藍色の愛車に乗って、相も変わらず愛人とアイスクリームを舐めているアイツに、逢いたいのはどういうアイロニーだろう。

2008年5月5日月曜日

鼻歌うたって

願いごとを叶えたければ、鼻歌うたって、かりんとうを食べて、サイダーを飲めばいい。
そう教えてくれたのは、三日前に死んだヒメネズミだった。
バケツの水で溺死したヒメネズミにが生き返るようにと願いながら、鼻歌うたって、かりんとうを食べて、サイダーを飲んだけれど、生き返りそうにない。
ヒメネズミは諦めて、新しい靴が欲しいと願うことにする。

2008年5月4日日曜日

山歩く

人間どもから見えないよう全国的に曇りの日がよろしい。
集合場所は無論、富士山である。
全国各地の山々は、年に一度寄り集まって会合する。
浅間山は酒好きで、阿蘇山は案外寡黙な質だ。
晴れてしまったので磐梯山は欠席である。
山が歩くと町が潰されるのではないかと、思われるかもしれない。
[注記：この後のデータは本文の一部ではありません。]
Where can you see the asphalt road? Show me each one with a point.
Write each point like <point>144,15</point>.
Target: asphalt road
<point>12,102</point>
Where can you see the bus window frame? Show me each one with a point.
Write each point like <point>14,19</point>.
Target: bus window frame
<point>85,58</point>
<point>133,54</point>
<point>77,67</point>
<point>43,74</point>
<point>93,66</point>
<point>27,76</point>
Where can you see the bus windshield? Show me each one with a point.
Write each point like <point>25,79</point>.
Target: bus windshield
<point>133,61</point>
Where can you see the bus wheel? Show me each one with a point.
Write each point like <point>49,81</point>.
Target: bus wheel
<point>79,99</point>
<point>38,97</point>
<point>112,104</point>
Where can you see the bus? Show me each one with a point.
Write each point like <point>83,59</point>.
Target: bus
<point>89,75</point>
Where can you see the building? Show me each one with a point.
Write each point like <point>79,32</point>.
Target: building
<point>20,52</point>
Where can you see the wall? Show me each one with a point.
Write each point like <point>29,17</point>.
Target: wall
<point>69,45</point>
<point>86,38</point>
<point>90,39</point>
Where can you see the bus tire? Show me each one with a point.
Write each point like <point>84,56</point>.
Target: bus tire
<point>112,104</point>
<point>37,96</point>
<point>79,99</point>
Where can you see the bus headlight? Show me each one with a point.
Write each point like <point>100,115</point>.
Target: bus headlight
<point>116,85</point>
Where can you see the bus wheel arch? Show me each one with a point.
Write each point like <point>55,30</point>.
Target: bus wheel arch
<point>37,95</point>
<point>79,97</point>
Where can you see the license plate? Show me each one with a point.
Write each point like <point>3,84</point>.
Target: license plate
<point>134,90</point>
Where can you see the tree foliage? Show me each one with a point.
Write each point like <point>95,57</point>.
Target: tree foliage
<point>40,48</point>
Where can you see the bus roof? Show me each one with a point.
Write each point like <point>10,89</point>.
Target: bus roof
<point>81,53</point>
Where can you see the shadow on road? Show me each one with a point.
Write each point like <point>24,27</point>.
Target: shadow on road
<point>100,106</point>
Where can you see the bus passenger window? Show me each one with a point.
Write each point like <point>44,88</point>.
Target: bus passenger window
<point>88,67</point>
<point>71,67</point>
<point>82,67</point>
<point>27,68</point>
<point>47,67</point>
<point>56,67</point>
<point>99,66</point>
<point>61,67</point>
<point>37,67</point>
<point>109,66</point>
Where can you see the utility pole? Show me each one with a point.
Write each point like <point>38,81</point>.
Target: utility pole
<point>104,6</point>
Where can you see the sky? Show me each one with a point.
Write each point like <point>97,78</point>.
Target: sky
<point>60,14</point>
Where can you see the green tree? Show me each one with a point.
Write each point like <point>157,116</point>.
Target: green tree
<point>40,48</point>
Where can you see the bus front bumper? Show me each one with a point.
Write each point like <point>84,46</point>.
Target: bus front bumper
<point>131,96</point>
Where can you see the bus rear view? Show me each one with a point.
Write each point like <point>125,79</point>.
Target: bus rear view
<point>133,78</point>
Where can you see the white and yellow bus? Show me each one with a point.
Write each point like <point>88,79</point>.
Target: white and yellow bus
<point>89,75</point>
心配ご無用。
山が歩く道は、ここにはない。

2008年5月2日金曜日

雲の間に

「それ、どこから取ってきたの?」
硝子瓶に詰まったアオは、振っても叩いても、揺らぎもしない。
「雲の間にあった」
そうか、それなら僕にも取れる。でも同じアオではつまらないな。
夕焼けを狙って瓶を抱えて雲に登った。雲から雲へと飛び移るうちに、日が暮れたので地上に戻る。
瓶の中にはアカネはなかった。
でも、あの花に似てるね。ときみが指差した先には、藤の花があった。

2008年5月1日木曜日

君の後ろに

君の後ろにいる猫は、どうもあまり毛並みがよくないようだね。
どれ、おじさんが餌をやろう。ちょっとおいで。なーに、心配はいらないよ。毒を盛るわけじゃないんだから。

そう言われて、ぼくの被っていた猫は、知らないおじさんにノコノコついて行ってしまった。
猫がいなくなって、いよいよぼくはよい子のやり方がわからない。
この際だから、クラスでいちばんお利口の子の猫を盗もうと思う。